What “Circular” Means (and Disagreements About It)
- One camp: “Circular” = money or stock effectively going in a loop (e.g., vendor invests in customer, customer spends with vendor, both book big headline numbers). This can obscure how much real, third-party demand exists.
- Another camp: sees straightforward one-way flows (chips and cloud capacity sold to OpenAI) and insists circularity would require back‑and‑forth trading of the same asset purely to pump prices; they view current structures as normal business/credit risk.
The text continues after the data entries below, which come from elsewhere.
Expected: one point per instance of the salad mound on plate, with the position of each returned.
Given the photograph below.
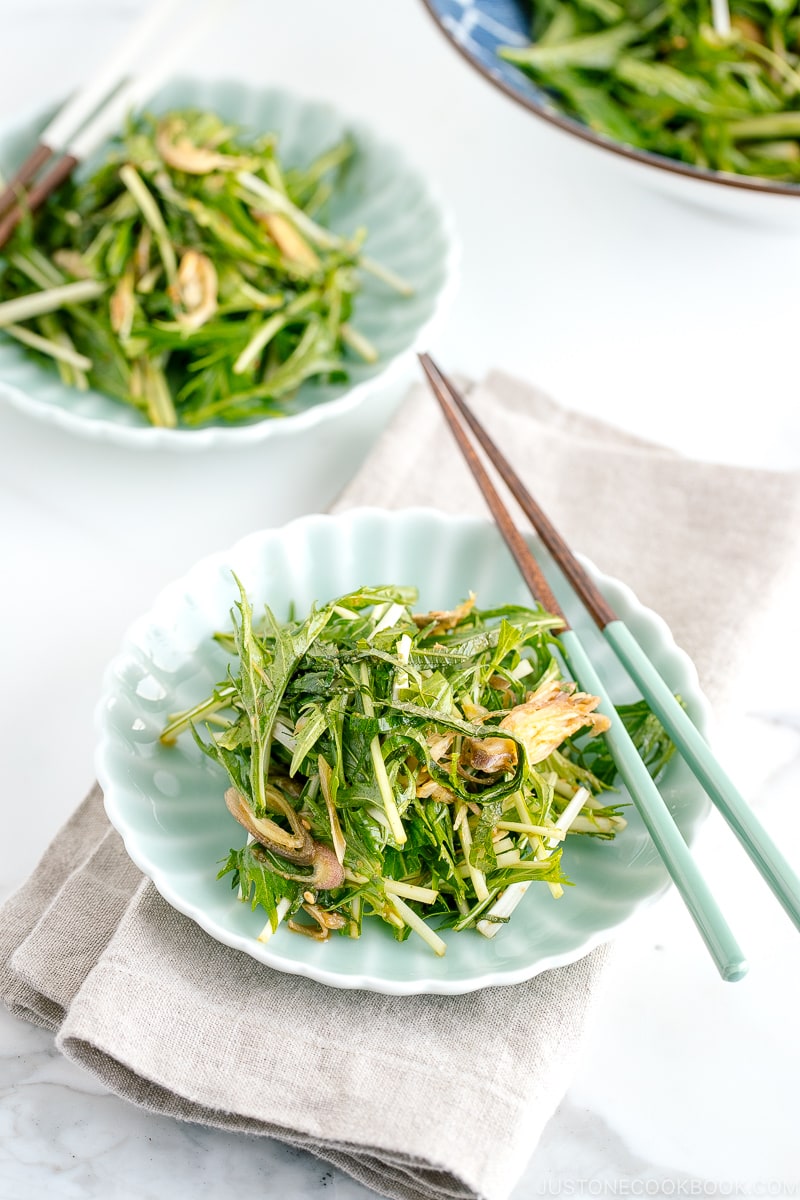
(415, 768)
(202, 283)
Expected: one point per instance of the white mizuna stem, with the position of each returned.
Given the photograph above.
(250, 841)
(565, 821)
(721, 17)
(278, 203)
(54, 349)
(410, 891)
(403, 653)
(410, 918)
(507, 901)
(465, 838)
(385, 789)
(49, 300)
(503, 907)
(282, 906)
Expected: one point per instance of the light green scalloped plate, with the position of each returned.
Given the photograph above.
(408, 232)
(168, 803)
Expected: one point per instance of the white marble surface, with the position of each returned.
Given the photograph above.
(662, 319)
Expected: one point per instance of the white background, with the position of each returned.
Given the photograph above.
(659, 317)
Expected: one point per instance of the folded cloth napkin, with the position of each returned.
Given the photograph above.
(421, 1096)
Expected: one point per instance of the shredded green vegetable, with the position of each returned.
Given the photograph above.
(190, 275)
(419, 769)
(659, 77)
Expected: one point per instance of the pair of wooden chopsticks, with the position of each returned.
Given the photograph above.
(695, 749)
(98, 108)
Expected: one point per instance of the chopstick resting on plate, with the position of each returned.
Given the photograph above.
(695, 749)
(657, 820)
(97, 109)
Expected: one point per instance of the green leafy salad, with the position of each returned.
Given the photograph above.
(415, 768)
(659, 77)
(190, 275)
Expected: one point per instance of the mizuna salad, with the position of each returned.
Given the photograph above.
(420, 769)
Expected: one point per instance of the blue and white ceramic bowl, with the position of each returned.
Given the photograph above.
(479, 28)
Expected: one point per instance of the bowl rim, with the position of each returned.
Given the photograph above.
(368, 981)
(223, 436)
(643, 157)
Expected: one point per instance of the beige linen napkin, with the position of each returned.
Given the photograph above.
(428, 1096)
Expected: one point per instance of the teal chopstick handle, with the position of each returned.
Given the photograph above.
(657, 820)
(762, 850)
Valuations, Accounting, and Systemic Risk
- Several point out that these structures can:
- Inflate revenue while true profit remains unclear.
- Encourage double‑counting and investor FOMO.
- Concentrate risk: if OpenAI or AI demand stumbles, knock‑on effects could hit Nvidia, Oracle, AMD, broader tech indices, and pension-heavy index funds.
- Comparisons are drawn to dot‑com, 2008 housing, subprime, and AOL–Time Warner; some think fewer companies/people are involved now but far more capital is at stake.
Real Economic Value vs. Hype
- Supporters: Nvidia really makes chips; AI usage and token consumption are exploding; OpenAI’s revenue growth is rapid even if unit economics are poor.
- Skeptics: current demand is heavily subsidy- and hype-driven; products often overpromise (hallucinations, refunds); valuations assume ever-increasing LLM scale that may not materialize.
Investor Reactions & Personal Strategies
- Some commenters are cutting exposure to US mega-cap AI names and market-cap-weighted indices, shifting into small caps, non-US markets, gold, or real assets (e.g., land).
- Others warn that timing crashes is nearly impossible; advocate diversification, factor investing, and not overreacting to headlines.
- Underneath is a broader worry that “incestuous” AI financing plus policy complacency could amplify a future correction well beyond the AI sector.